NRK has been granted access to parts of the verdict against Frode Berg. Berg is sentenced for having sent, or handed over, the money in connection with collecting secret material in Russia, according to that. The recipient is supposedly a Russian contact of the Norwegian Intelligence Service.

The retired border inspector, Fode Berg, was sentenced to 14 years’ imprisonment for espionage by the Moscow City Court in mid-April. He has been imprisoned for 550 days in Russia thus far.

It has previously been known that the 63-year-old carried €3,000 in cash when he was arrested by the Russian security service FSB during a visit to Moscow on December 5th, 2017. This may indicate that Frode Berg has sent or handed over €3,000 five times. This money accrues to the Russian state.

Berg has admitted that he has taken on several assignments for the Norwegian Intelligence Service as a pensioner, but claims that it was purely as a courier, not an active collection of information.

Counter-espionage

Most of the verdict that fell on April 16 is secret. In connection with the trial in Moscow it, however, emerged that the Russian public prosecutor, on behalf of the FSB, links the Norwegian to an intelligence operation. The aim of which was to collect information about the development of submarines for the Russian Navy.

Thus, there is much indicating that what the Norwegian Intelligence Service believed to be a successful operation to extract information on the construction of nuclear submarines in Severodvinsk (the White Sea), was controlled by the Russian Counter-intelligence Service from the word go.

It is informed about various objects and possessions that are seized from Frode Berg in connection with the transfer in the extract from the verdict. These are envelopes containing memory sticks, CDs, partial prints, electronic tickets, boarding cards, business cards and key cards, according to NRK.

It is further stated that Berg’s mobile phone, note pad, camera, ballpoint pen, medicine folder and gloves are handed over to the Russian security service FSB. His Norwegian passport and his bank and bonus cards are, however, returned to him.

 

Donate in EUR Donate in NOK
Donate in GBP Donate in USD

 

Hasn’t applied for a pardon

After the verdict fell and later became enforceable, it was expected that his Norwegian and Russian defenders would send an application for a pardon to President Vladimir Putin. Putin has still not received any such application, Norwegian TV2 reports.

“In this case, we have a person who has ended up in prison because of a spy case involving Norway and Russia. The procedures are accordingly. There is thus no point in applying before it is known that an agreement has been negotiated,” the Norwegian lawyer representing Berg, Brynjulf Risnes, tells VG.

“An application for pardon is purely a formality in this setting. The question is whether Norway and Russia have come to an agreement. Which they, to my knowledge, haven’t” he continues.
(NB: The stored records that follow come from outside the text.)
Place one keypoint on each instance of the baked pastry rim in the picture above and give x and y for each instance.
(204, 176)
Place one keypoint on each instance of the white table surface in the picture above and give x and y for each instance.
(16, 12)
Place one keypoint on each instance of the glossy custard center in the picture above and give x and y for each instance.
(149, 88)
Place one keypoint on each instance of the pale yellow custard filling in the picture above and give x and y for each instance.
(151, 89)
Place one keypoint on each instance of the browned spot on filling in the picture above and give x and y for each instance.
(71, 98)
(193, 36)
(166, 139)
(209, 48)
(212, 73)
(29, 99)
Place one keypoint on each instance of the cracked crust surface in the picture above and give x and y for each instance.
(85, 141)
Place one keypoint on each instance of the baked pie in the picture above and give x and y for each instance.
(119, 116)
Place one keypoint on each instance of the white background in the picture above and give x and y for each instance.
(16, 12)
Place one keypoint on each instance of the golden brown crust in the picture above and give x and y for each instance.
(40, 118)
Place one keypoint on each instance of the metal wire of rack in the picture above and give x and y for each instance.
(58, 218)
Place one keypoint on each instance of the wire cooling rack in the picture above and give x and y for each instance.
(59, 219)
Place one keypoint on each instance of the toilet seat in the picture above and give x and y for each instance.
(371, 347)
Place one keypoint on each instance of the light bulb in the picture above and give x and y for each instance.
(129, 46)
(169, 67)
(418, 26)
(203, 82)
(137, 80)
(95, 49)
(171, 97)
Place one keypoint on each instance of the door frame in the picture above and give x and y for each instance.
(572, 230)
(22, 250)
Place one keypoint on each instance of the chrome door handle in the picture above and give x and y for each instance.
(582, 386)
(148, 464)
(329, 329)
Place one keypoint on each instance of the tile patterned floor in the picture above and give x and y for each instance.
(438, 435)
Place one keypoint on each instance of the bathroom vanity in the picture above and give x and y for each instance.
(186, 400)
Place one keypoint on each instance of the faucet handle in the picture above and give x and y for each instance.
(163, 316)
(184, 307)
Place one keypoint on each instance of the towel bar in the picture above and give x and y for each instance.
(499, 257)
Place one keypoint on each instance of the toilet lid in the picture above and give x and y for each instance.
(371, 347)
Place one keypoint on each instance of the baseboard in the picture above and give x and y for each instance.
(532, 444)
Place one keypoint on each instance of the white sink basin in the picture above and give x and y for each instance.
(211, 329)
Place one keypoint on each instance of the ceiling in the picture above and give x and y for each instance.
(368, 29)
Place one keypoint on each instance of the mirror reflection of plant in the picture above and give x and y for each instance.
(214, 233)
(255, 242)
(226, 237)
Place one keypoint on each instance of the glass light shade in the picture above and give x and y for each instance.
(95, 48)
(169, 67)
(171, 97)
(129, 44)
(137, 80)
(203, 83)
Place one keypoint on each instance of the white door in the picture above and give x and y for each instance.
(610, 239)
Frode Berg’s lawyers have previously stated that a pardon from Putin is probably the only possibility for the Norwegian to be released. At a meeting – between Prime Minister Erna Solberg (Conservatives) and Putin in St. Petersburg in April – this possibility was not dismissed.

The Norwegian Ministry of Foreign Affairs has, for the first time, admit that Norway and Russia have talked about the matter, according to TV2.

Frode Berg isn’t faring well

Brynjulf Risnes welcomes the fact that there is contact at the highest level. He also considers it positive that Berg is still imprisoned in Moscow instead of being transferred to a prison camp elsewhere in Russia (read: Siberia).

“We believe that is a sign that negotiations are in progress and that a solution can be forthcoming,” he explains.

This week, Frode Berg’s wife Anita spoke to her husband for the first time in more than two months.

“Frode is tired and, understandably, not faring well,” writes Anita Berg in a text message to NRK.